SPLIT the lark and you’ll find the music,
Bulb after bulb, in silver rolled,
Scantily dealt to the summer morning,
Saved for your ears when lutes be old.Loose the flood, you shall find it patent,
Emily Dickinson
Gush after gush, reserved for you;
Scarlet experiment! sceptic Thomas,
Now, do you doubt that your bird was true?
Continuing in the fashion of is-this-a-love-poem poems: is this a love poem? It seems more like an I-told-you-so poem. The speaker is telling an unnamed person that music can be found inside a lark, if you split it open. The music is described beautifully–“bulb after bulb, in silver rolled”–and it persists in memory even after the lark is gone. Consider, too, what happens if we unleash a flood: it does what floods do! It floods!

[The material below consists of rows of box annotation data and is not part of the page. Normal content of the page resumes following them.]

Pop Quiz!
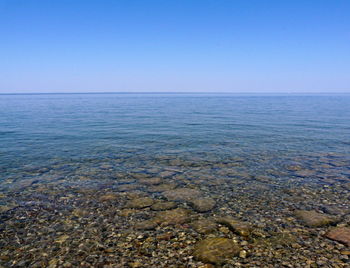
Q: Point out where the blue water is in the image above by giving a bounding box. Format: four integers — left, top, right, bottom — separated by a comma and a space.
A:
0, 94, 350, 267
0, 94, 350, 179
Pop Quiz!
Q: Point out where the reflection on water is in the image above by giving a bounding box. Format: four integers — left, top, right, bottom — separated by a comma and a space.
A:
0, 94, 350, 267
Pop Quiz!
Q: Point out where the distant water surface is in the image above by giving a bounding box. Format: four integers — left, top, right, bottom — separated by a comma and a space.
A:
0, 94, 350, 176
0, 94, 350, 267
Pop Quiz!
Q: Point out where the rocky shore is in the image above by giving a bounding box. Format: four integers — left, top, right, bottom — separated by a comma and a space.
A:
0, 154, 350, 268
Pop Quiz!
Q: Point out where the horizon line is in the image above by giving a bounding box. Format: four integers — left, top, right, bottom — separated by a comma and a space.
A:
0, 91, 350, 95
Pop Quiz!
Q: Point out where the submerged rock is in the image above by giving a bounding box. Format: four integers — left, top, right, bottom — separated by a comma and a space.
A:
191, 219, 217, 234
163, 188, 202, 202
147, 183, 177, 193
191, 198, 216, 212
139, 178, 163, 185
154, 208, 190, 225
216, 216, 252, 236
151, 201, 177, 210
126, 197, 154, 208
135, 220, 158, 230
100, 193, 118, 202
326, 227, 350, 247
193, 238, 240, 265
295, 210, 337, 227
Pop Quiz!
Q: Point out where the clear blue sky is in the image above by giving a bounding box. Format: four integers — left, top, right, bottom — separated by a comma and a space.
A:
0, 0, 350, 93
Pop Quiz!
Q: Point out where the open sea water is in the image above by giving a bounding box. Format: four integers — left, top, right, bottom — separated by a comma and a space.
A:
0, 93, 350, 267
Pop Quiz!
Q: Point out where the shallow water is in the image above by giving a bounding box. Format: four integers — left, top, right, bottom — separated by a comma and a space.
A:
0, 94, 350, 267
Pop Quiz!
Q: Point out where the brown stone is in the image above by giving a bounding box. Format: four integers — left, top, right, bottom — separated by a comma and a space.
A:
295, 210, 337, 227
151, 201, 177, 210
326, 227, 350, 247
191, 198, 216, 212
155, 208, 190, 225
163, 188, 202, 202
126, 197, 154, 209
193, 238, 240, 265
216, 216, 252, 236
191, 219, 217, 234
135, 220, 158, 230
147, 183, 177, 193
100, 193, 118, 202
139, 178, 163, 185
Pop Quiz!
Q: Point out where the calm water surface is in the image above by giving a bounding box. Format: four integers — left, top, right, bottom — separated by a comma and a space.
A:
0, 94, 350, 267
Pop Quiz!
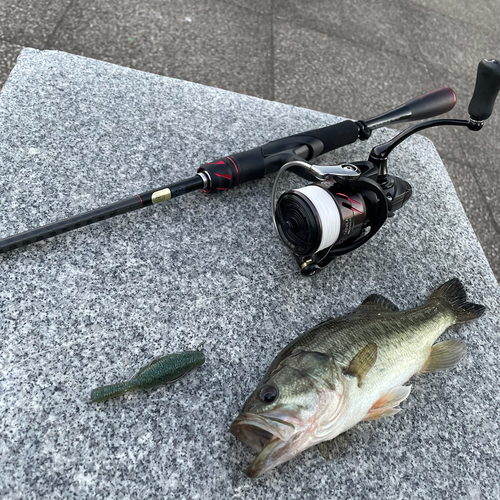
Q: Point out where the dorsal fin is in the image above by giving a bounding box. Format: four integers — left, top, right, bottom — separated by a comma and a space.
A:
355, 293, 399, 312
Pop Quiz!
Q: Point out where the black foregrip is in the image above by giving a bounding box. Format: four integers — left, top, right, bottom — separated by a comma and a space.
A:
198, 120, 359, 193
292, 120, 359, 156
469, 59, 500, 122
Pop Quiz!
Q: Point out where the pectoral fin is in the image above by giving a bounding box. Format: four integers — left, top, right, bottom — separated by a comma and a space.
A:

The speaker then closes with an address, referring to the unnamed as a “sceptic Thomas”–slightly off from the usual “doubting Thomas” that I’m used to hearing, but the meaning is the same. Thomas, who refused to believe that the risen Jesus was, in fact, the risen Jesus, until he could feel the wounds from the cross, inspires the narrator’s own doubter: where does the lark’s music really come from? What happens if I open this dam and let the water out?
The speaker in this poem is, I believe, the lark, but that’s a discussion for another day. What I find far more interesting is the idea of questioning how a thing works, and then destroying it to find its source: and, of course, losing the thing in the process.
For today’s prompt, consider some natural phenomenon that seems magical, and which you might be able to slice through to suss out its mysteries. What happens then? What do you learn, or keep, or not?